Troubleshooting Kubernetes DNS and Service Networking

There’s an old SRE joke that whatever the outage is, it’s always DNS. In Kubernetes it’s true more often than anywhere else, because service discovery is DNS — every time a pod talks to a Service by name, CoreDNS resolves it. When that breaks, everything breaks at once, in ways that look like a hundred different problems.

Here’s the systematic way I debug Kubernetes DNS and service networking, so you stop guessing and start eliminating.

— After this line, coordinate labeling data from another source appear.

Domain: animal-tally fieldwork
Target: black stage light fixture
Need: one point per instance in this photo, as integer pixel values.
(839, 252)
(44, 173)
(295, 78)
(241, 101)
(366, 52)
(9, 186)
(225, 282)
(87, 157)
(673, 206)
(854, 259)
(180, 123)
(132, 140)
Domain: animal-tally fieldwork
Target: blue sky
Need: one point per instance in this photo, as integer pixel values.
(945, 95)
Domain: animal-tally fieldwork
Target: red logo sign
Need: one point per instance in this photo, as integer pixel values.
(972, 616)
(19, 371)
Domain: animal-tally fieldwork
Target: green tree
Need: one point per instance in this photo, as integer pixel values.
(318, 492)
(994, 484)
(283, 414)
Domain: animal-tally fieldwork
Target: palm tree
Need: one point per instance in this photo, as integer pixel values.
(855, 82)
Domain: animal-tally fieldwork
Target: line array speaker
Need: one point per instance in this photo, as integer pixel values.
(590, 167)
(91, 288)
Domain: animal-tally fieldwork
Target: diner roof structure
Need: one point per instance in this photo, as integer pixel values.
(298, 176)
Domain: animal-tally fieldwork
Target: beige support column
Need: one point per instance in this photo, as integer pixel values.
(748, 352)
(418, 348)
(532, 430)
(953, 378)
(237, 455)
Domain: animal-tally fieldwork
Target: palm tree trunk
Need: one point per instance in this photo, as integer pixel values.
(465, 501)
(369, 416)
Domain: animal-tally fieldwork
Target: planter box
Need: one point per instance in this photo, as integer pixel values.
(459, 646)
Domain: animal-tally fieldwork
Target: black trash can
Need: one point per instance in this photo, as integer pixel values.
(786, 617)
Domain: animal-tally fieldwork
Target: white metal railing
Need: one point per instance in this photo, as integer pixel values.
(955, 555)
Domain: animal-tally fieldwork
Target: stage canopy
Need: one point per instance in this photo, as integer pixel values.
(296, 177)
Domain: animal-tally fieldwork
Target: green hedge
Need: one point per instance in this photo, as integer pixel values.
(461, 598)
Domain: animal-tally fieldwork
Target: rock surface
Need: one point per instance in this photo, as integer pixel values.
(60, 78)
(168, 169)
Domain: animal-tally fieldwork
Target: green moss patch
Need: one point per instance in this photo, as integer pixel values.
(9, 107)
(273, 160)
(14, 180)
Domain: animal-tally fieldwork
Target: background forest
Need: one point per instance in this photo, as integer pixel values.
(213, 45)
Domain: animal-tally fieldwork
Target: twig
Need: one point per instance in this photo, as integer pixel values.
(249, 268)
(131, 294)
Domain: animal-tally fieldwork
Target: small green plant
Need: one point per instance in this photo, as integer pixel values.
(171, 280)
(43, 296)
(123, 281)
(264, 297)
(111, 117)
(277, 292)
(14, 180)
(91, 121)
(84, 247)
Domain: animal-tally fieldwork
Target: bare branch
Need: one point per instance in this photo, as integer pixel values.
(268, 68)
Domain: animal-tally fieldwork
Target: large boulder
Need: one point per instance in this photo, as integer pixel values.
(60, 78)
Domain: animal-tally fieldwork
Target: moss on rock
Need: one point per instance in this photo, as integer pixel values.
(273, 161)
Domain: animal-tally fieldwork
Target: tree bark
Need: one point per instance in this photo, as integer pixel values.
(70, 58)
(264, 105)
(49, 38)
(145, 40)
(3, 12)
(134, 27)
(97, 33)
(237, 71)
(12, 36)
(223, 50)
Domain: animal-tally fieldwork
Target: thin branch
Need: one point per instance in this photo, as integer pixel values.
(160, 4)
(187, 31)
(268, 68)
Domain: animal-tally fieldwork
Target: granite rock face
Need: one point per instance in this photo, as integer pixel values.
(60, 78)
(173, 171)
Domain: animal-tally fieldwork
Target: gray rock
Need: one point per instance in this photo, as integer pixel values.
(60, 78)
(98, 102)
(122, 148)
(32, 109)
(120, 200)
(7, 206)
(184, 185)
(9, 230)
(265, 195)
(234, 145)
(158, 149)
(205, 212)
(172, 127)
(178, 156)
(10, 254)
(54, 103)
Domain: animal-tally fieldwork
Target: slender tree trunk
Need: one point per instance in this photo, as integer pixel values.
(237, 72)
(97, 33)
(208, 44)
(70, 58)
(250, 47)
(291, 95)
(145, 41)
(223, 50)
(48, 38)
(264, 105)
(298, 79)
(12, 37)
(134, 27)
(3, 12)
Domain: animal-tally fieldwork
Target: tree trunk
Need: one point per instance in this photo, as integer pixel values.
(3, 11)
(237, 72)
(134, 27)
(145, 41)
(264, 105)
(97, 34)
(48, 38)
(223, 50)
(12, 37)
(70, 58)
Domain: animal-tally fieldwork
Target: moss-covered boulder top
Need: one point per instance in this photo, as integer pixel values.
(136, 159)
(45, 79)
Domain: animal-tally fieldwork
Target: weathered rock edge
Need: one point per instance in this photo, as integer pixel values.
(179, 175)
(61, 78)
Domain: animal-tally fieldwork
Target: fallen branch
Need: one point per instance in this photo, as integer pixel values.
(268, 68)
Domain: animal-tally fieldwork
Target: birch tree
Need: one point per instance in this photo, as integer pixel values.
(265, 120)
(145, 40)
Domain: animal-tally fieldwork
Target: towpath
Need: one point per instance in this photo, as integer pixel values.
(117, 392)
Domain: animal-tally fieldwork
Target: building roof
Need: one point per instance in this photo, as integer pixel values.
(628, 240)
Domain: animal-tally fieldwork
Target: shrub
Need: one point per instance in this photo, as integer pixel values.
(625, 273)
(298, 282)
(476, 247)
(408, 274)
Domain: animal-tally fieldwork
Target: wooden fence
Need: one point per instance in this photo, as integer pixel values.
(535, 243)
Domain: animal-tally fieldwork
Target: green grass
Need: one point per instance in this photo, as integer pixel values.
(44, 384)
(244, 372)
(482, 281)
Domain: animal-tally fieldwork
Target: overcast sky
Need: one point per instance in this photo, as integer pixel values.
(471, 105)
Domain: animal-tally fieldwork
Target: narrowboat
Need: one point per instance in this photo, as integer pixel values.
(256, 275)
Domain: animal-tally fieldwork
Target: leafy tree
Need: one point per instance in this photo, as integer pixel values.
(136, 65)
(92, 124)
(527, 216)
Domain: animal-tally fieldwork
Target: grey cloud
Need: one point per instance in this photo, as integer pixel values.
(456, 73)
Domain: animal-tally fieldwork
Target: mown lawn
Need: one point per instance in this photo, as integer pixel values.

Know the name resolution path first

When a pod resolves api.payments.svc.cluster.local, here’s what happens:

The pod’s /etc/resolv.conf points at the cluster DNS Service IP (usually 10.96.0.10).
That Service routes to a CoreDNS pod.
CoreDNS answers cluster names from its plugin chain and forwards everything else upstream.
The returned ClusterIP is then handled by kube-proxy (iptables/IPVS) or your CNI, which load-balances to a backend pod.

Two completely different systems — DNS resolution and Service routing — and “I can’t reach the service” could be either. Your first job is figuring out which.

Split the problem: name vs. route

Exec into a pod and test both halves separately:

# Half 1: does the name resolve?
kubectl exec -it mypod -- nslookup api.payments.svc.cluster.local

# Half 2: does the IP route to a backend?
kubectl exec -it mypod -- nc -zv 10.96.45.12 80

If resolution fails, it’s a DNS problem. If resolution works but the connection hangs or refuses, it’s a Service/endpoint/network problem. This single split saves you from chasing CoreDNS when the real issue is an empty endpoints list.

DNS side: check CoreDNS

If names won’t resolve:

kubectl get pods -n kube-system -l k8s-app=kube-dns
kubectl logs -n kube-system -l k8s-app=kube-dns --tail=50

Look for CrashLoops or SERVFAIL. The classic CoreDNS failures:

CoreDNS pods crashing — often an OOMKill under high query load, or a bad Corefile edit.
Upstream loop — Loop ... detected in the logs means CoreDNS is forwarding to itself, usually a node resolv.conf pointing back at the cluster.
NXDOMAIN for external names — the forward plugin’s upstream is unreachable.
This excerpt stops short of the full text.